ATHENS – Gateway Domestic Violence Center’s Rosemary Stefanoff has been honored with the 2019 “In the Trenches” award, by the Georgia Coalition Against Domestic Violence (GCADV) at the Georgia Commission on Family Violence Conference, which is occurring this week in Athens.
The “In the Trenches” award, given annually by the GCADV, recognizes one front-line advocate whose effort goes beyond the ordinary to demonstrate extraordinary dedication to safety and justice for domestic violence survivors.
Currently serving as Gateway’s Spanish Services Coordinator, Stefanoff has worked in many roles through her 16 years at the Hall County agency, including as house manager, and she has worked overnight and weekend shifts at the emergency shelter, answering crisis line calls and facilitating support groups.
“When Rosemary sees an injustice, she won’t remain silent,” Gateway Executive Director Jessica Butler said while introducing Stefanoff during the award presentation Tuesday. “She is willing to speak up for those who cannot speak up for themselves.”
Some examples of “going beyond the ordinary” in her work – attending the delivery of a pregnant survivor who had no one else, helping a past client navigate breast cancer treatments and medical documents, and ensuring the children of a client experiencing postpartum depression had what they needed and that the mother could care for them.
A talented artist, Stefanoff and a dedicated volunteer oversee weekly art support groups for Gateway’s clients, planning and creating projects that will give survivors ways to manage their stress and anxiety, as well as challenge them to try new things.
“Survivors feel comfortable in her presence.
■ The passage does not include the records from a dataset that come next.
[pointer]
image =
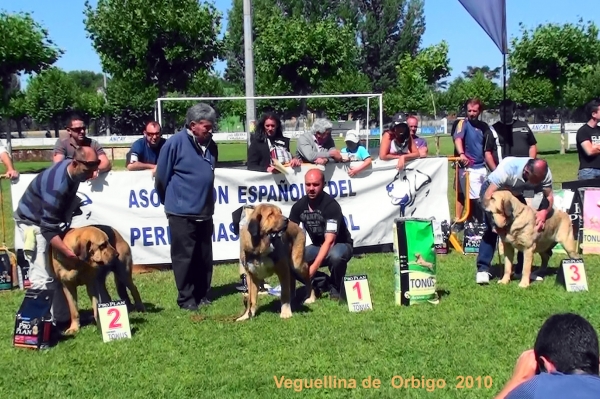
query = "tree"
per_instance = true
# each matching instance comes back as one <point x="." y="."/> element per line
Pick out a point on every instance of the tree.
<point x="51" y="96"/>
<point x="560" y="54"/>
<point x="295" y="57"/>
<point x="532" y="92"/>
<point x="383" y="31"/>
<point x="87" y="81"/>
<point x="478" y="86"/>
<point x="387" y="30"/>
<point x="131" y="104"/>
<point x="25" y="48"/>
<point x="163" y="43"/>
<point x="489" y="73"/>
<point x="582" y="90"/>
<point x="16" y="110"/>
<point x="414" y="90"/>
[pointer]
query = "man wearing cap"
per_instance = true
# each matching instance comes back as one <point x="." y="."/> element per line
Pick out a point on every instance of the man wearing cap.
<point x="354" y="152"/>
<point x="512" y="137"/>
<point x="397" y="143"/>
<point x="472" y="141"/>
<point x="317" y="146"/>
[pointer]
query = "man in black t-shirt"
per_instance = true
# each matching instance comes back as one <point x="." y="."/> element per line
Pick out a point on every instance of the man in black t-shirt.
<point x="515" y="138"/>
<point x="588" y="143"/>
<point x="332" y="244"/>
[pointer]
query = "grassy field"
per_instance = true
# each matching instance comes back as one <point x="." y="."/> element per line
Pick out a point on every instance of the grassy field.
<point x="474" y="331"/>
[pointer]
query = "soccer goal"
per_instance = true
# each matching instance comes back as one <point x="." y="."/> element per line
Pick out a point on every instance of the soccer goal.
<point x="230" y="131"/>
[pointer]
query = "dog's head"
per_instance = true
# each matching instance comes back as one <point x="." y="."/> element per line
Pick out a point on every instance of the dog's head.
<point x="93" y="247"/>
<point x="264" y="220"/>
<point x="500" y="206"/>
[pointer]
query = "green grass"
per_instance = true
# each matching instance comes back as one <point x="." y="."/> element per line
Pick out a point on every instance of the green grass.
<point x="474" y="331"/>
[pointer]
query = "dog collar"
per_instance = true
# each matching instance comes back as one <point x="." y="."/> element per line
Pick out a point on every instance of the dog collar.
<point x="278" y="234"/>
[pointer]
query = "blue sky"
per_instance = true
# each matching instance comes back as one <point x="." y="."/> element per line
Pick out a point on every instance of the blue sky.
<point x="445" y="19"/>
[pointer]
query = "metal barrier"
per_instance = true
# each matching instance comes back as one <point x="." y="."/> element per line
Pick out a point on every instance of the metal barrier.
<point x="466" y="210"/>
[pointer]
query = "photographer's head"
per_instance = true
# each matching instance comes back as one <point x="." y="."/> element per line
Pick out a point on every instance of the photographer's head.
<point x="567" y="343"/>
<point x="507" y="110"/>
<point x="85" y="163"/>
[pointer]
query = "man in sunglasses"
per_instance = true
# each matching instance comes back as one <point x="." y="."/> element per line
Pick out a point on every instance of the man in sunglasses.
<point x="43" y="214"/>
<point x="562" y="364"/>
<point x="144" y="152"/>
<point x="65" y="148"/>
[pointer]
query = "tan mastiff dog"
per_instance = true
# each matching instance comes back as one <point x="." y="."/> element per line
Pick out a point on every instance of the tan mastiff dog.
<point x="272" y="244"/>
<point x="97" y="257"/>
<point x="515" y="225"/>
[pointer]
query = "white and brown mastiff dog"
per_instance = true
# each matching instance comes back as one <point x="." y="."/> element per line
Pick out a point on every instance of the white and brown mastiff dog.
<point x="515" y="224"/>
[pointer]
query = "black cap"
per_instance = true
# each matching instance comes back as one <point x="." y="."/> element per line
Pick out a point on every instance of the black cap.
<point x="398" y="119"/>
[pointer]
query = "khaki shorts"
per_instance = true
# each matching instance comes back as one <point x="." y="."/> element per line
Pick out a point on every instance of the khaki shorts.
<point x="476" y="178"/>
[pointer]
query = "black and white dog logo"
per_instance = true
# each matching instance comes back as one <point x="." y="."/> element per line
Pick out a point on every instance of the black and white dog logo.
<point x="404" y="188"/>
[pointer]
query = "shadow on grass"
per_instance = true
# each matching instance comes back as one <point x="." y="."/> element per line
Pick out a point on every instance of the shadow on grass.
<point x="151" y="308"/>
<point x="223" y="291"/>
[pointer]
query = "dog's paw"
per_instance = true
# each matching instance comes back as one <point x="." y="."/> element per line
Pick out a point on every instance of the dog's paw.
<point x="524" y="284"/>
<point x="243" y="317"/>
<point x="286" y="312"/>
<point x="310" y="299"/>
<point x="71" y="330"/>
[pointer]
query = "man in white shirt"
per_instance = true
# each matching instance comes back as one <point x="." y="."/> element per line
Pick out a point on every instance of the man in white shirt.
<point x="515" y="174"/>
<point x="11" y="173"/>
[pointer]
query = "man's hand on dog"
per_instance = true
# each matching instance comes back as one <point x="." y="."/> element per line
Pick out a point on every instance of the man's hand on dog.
<point x="540" y="219"/>
<point x="69" y="254"/>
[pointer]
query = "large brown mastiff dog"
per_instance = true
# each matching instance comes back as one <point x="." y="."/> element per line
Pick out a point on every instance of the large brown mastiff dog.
<point x="100" y="249"/>
<point x="272" y="244"/>
<point x="515" y="225"/>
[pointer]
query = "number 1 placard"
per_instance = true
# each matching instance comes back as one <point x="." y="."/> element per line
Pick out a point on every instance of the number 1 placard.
<point x="114" y="320"/>
<point x="357" y="292"/>
<point x="575" y="278"/>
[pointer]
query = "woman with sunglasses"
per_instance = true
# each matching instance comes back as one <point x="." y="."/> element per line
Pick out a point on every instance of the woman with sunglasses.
<point x="397" y="143"/>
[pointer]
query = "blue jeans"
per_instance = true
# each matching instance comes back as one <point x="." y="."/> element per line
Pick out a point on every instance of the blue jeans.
<point x="588" y="173"/>
<point x="336" y="260"/>
<point x="487" y="247"/>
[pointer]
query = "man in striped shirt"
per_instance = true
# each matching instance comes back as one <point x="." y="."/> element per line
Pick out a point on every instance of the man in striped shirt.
<point x="44" y="210"/>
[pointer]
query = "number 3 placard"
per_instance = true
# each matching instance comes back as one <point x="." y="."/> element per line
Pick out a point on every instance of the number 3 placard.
<point x="575" y="278"/>
<point x="114" y="320"/>
<point x="357" y="293"/>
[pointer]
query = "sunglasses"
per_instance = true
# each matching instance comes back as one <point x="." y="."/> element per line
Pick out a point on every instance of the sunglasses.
<point x="89" y="164"/>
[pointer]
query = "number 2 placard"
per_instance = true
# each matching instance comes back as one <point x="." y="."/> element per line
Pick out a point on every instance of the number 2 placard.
<point x="357" y="292"/>
<point x="575" y="277"/>
<point x="114" y="320"/>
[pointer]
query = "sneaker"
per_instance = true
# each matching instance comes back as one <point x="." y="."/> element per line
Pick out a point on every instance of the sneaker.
<point x="243" y="287"/>
<point x="483" y="278"/>
<point x="275" y="291"/>
<point x="534" y="277"/>
<point x="458" y="227"/>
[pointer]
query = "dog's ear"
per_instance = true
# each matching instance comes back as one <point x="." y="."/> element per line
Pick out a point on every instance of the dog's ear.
<point x="254" y="226"/>
<point x="507" y="207"/>
<point x="82" y="249"/>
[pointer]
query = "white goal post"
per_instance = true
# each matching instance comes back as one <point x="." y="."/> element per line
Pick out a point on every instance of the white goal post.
<point x="159" y="117"/>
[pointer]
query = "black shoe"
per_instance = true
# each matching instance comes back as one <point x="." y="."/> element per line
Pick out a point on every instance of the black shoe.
<point x="205" y="302"/>
<point x="334" y="295"/>
<point x="243" y="287"/>
<point x="192" y="307"/>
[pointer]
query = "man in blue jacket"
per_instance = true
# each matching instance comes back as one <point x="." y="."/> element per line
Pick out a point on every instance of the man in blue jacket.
<point x="184" y="182"/>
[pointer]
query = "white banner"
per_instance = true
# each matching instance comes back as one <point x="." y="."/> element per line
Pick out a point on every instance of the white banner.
<point x="370" y="201"/>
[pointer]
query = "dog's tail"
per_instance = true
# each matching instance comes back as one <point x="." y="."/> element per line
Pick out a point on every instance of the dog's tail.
<point x="297" y="238"/>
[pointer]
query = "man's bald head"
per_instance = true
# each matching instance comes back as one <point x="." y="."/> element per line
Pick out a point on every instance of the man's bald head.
<point x="314" y="175"/>
<point x="85" y="163"/>
<point x="85" y="154"/>
<point x="536" y="169"/>
<point x="314" y="183"/>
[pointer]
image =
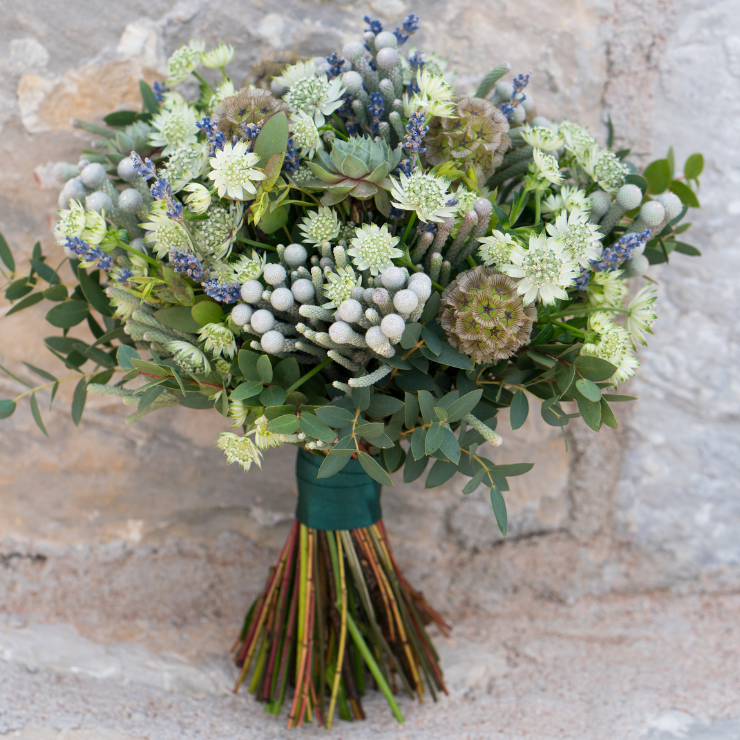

She will listen as long as a survivor needs to talk,” Butler said. “Women who participate in Rosemary’s support groups often attend support groups for two years or more. She creates a supportive community that people want to be a part of.”
Stefanoff accepted the award on Tuesday morning from Christy Showalter, GCADV associate director.
“Domestic violence advocates like Rosemary do not seek the spotlight,” Butler said. “It’s rewarding to have the opportunity to show her and other advocates like her how vital they are to the most vulnerable in our community, and how we could not fulfil our mission without them.”